Playing soccer for a college with strong academics was priority for William Corkery '17. Haverford’s soccer Coach Shane Rineer saw Will playing at a game and the recruiting began. After Will, who plays center midfield, visited the campus and did an overnight with the men’s soccer team, he witnessed firsthand the comradery and closeness of the team.
Will had been mathematically and natural science oriented through high school with an affinity for finance, stocks and the market. When he took Professor David Owens’ Introduction to Economics he was introduced to the blending of math, science and finance. It was perfectly suited to his interests. He continued taking economics courses and added a Statistics Minor to his Economics major. Econometrics with Professor Anne Preston, and Professor Carola Binder’s Junior Research Seminar on The Federal Reserve, have been economic course highlights. One of Will’s most thrilling moments was when Professor Carola Binder’s class went to Washington, DC to meet with Federal Reserve past President and economist Ben Bernanke.

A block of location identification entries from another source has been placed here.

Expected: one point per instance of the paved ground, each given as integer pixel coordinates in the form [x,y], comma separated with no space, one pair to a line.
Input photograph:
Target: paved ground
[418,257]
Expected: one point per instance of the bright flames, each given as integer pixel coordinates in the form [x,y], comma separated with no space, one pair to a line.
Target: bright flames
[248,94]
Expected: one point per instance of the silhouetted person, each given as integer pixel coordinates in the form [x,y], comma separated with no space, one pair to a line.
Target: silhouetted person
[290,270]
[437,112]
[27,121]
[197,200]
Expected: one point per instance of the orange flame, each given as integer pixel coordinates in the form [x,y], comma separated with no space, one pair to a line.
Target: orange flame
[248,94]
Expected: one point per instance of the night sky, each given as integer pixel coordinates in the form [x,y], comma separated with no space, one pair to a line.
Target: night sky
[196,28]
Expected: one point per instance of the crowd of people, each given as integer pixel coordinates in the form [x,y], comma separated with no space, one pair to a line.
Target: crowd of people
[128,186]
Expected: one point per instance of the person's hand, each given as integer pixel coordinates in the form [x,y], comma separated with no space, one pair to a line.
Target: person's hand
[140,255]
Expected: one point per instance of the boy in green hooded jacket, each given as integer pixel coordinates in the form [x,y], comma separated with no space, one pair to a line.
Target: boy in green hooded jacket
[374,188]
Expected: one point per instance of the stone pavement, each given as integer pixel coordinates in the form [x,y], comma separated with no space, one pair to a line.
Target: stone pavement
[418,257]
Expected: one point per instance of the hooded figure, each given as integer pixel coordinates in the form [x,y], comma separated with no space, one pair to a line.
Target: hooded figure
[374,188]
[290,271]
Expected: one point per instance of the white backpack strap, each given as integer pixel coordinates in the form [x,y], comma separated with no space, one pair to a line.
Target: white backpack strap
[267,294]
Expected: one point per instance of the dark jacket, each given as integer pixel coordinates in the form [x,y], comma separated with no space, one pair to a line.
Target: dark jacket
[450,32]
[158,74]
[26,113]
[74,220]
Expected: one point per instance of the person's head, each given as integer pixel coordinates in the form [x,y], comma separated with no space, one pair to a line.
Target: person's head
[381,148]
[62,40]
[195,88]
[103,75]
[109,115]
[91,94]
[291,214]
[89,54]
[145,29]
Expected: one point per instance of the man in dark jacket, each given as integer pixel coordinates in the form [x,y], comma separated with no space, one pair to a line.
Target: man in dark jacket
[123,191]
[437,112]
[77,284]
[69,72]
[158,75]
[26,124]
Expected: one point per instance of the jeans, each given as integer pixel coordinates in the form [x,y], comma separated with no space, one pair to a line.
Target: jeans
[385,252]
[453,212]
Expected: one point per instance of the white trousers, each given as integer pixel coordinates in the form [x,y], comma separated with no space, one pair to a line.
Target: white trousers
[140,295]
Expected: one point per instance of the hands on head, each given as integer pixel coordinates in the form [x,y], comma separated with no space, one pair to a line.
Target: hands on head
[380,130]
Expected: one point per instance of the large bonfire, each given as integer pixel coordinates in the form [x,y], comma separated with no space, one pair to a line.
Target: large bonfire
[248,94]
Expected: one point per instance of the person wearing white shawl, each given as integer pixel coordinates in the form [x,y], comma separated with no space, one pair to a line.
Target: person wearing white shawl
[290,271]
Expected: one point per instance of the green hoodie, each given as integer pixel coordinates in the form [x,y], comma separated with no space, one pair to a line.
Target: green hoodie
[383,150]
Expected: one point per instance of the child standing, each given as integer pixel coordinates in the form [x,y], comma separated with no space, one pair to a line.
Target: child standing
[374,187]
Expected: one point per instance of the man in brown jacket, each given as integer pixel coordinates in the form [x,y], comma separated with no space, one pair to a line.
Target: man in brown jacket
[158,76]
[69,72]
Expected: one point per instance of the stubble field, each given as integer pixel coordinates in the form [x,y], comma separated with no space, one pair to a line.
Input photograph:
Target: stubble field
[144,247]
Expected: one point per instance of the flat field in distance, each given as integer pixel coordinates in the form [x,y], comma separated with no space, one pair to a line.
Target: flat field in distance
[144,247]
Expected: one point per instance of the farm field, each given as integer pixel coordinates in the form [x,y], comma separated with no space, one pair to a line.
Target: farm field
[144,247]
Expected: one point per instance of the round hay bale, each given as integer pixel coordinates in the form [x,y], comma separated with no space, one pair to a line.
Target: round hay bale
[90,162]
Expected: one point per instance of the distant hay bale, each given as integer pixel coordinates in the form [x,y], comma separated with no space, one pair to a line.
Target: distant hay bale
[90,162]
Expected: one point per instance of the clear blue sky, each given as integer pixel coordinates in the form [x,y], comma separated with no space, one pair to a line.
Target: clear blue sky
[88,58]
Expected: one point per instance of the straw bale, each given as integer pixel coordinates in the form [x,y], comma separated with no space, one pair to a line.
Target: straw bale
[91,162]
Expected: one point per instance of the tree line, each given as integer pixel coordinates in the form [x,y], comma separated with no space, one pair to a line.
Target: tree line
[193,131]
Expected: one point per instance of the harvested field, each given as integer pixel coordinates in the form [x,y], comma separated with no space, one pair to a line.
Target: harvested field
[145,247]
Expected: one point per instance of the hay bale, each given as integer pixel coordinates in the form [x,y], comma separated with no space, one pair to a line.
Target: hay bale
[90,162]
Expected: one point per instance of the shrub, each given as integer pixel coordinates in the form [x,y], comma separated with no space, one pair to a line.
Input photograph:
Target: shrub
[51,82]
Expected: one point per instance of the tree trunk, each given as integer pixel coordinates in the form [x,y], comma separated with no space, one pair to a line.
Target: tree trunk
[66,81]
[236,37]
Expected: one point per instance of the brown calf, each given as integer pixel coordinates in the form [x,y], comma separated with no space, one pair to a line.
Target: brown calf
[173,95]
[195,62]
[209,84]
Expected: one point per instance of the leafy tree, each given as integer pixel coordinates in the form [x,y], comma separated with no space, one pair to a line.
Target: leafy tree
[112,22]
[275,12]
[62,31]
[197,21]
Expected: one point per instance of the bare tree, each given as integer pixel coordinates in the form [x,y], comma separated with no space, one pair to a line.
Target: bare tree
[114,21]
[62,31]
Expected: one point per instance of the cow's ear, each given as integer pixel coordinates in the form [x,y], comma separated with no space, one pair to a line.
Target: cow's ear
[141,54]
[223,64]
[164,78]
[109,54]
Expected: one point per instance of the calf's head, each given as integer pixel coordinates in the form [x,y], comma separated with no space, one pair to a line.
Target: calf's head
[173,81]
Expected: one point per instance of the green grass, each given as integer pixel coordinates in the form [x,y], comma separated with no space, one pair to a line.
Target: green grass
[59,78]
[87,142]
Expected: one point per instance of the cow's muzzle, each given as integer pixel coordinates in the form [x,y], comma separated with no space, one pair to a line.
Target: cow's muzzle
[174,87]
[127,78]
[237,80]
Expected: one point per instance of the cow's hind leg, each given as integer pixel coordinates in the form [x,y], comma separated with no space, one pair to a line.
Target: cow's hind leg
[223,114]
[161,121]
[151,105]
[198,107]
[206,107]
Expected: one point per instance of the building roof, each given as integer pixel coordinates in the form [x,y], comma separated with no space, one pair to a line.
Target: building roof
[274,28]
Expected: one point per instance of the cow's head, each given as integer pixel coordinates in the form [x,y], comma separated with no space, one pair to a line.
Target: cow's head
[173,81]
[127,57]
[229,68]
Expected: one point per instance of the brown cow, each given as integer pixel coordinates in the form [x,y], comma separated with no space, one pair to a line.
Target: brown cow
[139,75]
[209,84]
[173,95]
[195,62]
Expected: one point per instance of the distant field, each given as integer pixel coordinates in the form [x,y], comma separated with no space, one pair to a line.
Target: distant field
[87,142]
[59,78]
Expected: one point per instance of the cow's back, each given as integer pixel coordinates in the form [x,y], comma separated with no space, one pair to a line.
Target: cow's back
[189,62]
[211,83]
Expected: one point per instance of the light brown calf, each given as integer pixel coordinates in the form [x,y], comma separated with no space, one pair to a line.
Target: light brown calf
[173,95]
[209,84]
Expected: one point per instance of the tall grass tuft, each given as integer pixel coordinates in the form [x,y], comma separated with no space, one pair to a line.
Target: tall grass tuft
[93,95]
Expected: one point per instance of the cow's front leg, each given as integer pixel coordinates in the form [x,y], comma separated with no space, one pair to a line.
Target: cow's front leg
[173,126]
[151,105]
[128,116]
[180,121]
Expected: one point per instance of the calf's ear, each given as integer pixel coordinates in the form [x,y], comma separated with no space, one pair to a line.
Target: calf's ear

Serving as the Chief Economist for Haverford Investments Gurus, Will advises the club members on investment strategies by staying on top of world news and Federal Reserve policies.
Will has enriched his undergraduate education with summer internships. The summer following his freshman year he worked for Ceres Technologies, a mergers and acquisitions advisory firm in his hometown of Needham, Massachusetts. As an intern he learned about the processes of evaluating and appraising technological businesses in the laser and optics industry.
After his sophomore year he spent the summer working in Conshohocken, PA for John Templeton Foundation, an endowment management firm. His primary role as an intern was to monitor portfolios invested in Blue Chip stocks.
This past summer he lived in New York City and worked for JP Morgan’s Alternatives Team where he served as a researcher focused on real estate investments, hedge-funds and private equity assets. After he graduates he is returning to JP Morgan as a research analyst with aspirations of going to business school with a career in equity.
Will’s thesis will be investigating housing prices in the United States, looking through the lens of housing bubble rises and falls. More specifically he will look at previous housing price increases and their subsequent falls to attempt to find a better predictor of future home prices than through typical methods. Typical methods for forecasting home prices use lagged data, survey data and expert predictions for the trend in home prices. Alternately he will be using search query data to see if it is a better predictor for forecasting home prices. The benefit of search query data is instantaneous access to data, and people are more honest with Google searches than they are with survey questions. Using Google Trends data on housing related searches, he aims to create an index to predict future home prices. This is in line with a lot of recent literature coming out on the topic of ‘nowcasting’ and using search query data to improve economic forecasting models. “I hope to find this search query data to be a better predictor of home price fluctuations and potentially to add to the literature on housing bubbles,” says Will.